US-Regionalbanken
Northern Rock auf amerikanisch?

Blüht Amerika ein Debakel à la Northern Rock? Vielleicht nicht, aber einige US-Banken könnten schwer durchgerüttelt werden. Viele sind in enormem Ausmaß auf dem Immobiliensektor engagiert. Da mögliche Weiße Ritter rar oder gar nicht vorhanden sein dürften, ist es ungewiss, wie sie an neues Kapital kommen sollen.

Die amerikanischen Banken sind – bisher – dem Schicksal von Northern Rock entgangen. Der jüngst verstaatlichte britische Immobilienfinanzierer hatte im vergangenen Jahr um staatliche Beihilfen über rund 60 Mrd. Dollar betteln müssen, als die kurzfristigen Kreditmärkte austrockneten. Die amerikanischen Privatkundenbanken haben stabilere Finanzierungsquellen. Aber da sie dem Immobilienmarkt enorm ausgesetzt sind, könnte ihnen dennoch eine ruppige Fahrt bevorstehen.

Anders als große nationale Banken wie die Bank of America oder Citigroup, haben die Regionalbanken Amerikas – von denen einige, gemessen an der Bilanzsumme, mindestens so groß wie Northern Rock sind – noch nicht einmal damit angefangen, neues Kapital zu sammeln, um mögliche Verluste auszugleichen. Und doch sind viele mit mindestens der Hälfte ihres Kreditportfolios in irgendeiner Form in Immobilien eingebunden, berichtet Lehman Brothers.

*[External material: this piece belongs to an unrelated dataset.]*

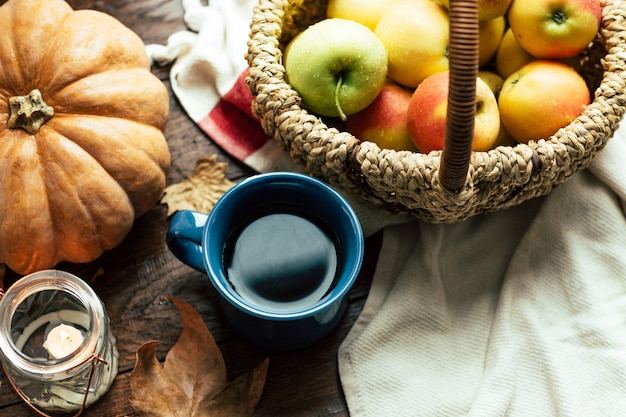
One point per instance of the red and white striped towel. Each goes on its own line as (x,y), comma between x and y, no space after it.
(517,313)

Natürlich wird davon nicht alles wie der Subprime-Sektor den Bach hinuntergehen. Aber der Bereich Gewerbeimmobilien ist schon in Mitleidenschaft gezogen worden: Die CMBX-Indizes, die die Bewegungen von Wertpapieren nachbilden, die durch Gewerbeimmobilienhypotheken besichert sind, legen einen Rückgang der Bewertung um 20 Prozent oder darüber nahe. Und jetzt steigen die Ausfälle bei den Eigenheimkrediten, die auf der Höhe des Eigenkapitals basieren.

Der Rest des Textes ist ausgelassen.